The Peasant Farmers Association of Ghana (PFAG) has called on the government to integrate climate education programmes such as tree planting in school curriculum from an early age to create awareness of climate change.
The association explained that school children needed to embrace the habit of tree planting in and around their school compound and their communities to help protect the environment.
The Shai-Osudoku District Vocal Person of PFAG, Mr Charles Tetteh Hombey, who said this in an interview with the Graphic Business in Accra on November 20, observed that the country needed a clear strategy to introduce climate change into the basic school curricula.
He said the change of weather patterns in the country was visible evidence that “global warming has caught up with us”.
As a result, he said farmers have lost their regular planting season and for that reason the government needed to take keen steps to address the situation.
His comment followed a joint statement issued by PFAG and Oxfam in Ghana on climate change after a peaceful march in Asutuare last week.
“We are dangerously close to catastrophic tipping points in global temperature rises that will wreck even more lives around the world.
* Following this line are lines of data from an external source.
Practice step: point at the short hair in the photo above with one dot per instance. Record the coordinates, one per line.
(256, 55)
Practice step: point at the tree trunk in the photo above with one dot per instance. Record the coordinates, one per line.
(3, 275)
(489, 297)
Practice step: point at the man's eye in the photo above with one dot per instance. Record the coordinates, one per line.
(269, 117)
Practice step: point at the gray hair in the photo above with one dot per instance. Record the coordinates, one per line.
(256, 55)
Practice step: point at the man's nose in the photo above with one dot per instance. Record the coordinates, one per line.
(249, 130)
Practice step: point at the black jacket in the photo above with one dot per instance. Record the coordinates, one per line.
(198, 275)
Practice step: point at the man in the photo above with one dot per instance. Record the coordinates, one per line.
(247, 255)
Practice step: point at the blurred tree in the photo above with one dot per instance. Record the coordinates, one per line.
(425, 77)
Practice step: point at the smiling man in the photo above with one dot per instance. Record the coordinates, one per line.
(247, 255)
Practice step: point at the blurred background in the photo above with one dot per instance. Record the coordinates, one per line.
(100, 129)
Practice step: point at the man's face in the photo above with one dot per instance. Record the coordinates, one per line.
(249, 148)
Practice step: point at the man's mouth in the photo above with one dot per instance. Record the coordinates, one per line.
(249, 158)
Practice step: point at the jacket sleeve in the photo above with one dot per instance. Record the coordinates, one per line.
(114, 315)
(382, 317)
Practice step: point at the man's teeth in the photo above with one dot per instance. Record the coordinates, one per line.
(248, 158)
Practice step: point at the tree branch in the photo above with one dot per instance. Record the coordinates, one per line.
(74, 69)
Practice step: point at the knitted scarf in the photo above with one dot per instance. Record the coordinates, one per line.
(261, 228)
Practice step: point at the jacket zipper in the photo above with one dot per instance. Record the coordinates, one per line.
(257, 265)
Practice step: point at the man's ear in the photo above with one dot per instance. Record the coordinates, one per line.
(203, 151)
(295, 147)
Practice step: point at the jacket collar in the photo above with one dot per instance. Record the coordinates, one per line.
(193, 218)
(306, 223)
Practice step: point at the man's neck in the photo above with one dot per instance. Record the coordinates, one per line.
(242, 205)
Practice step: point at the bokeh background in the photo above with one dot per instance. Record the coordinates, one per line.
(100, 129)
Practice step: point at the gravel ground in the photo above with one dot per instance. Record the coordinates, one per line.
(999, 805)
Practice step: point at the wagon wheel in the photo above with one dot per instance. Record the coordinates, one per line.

We have a huge opportunity to do what it takes –right now in 2021.
“Therefore, to coincide with the COP26 UN Climate Summit happening in Glasgow this year, Oxfam and partner organisations like PFAG and small -scale farmers are marching today to add our voices to the need to take urgent action on climate change.
“The World Climate March we are embarking on today is to add our footprints to other countries in Africa and the world who have done this already. We demand climate action from world leaders during COP26,” the statement said.
It said while Ghana may be among the countries who contribute very little to global temperatures, it was not spared of the harsh impacts of climate change.
The effects of climate change in Ghana is manifested through rising temperature; floods, declining rainfall, total and increased variability, rising sea level and high incidence of weather extremes and disasters, shorter seasonal patterns and increased temperature.
“The onset of climate change therefore poses a direct challenge to small-scale agricultural production and food security in the country.
“As a result, agriculture and natural resource-based activities are threatened by the rising temperatures we are experiencing. Ghana’s vulnerability to the impacts of climate change necessitates that we consciously plan for current and future generations.”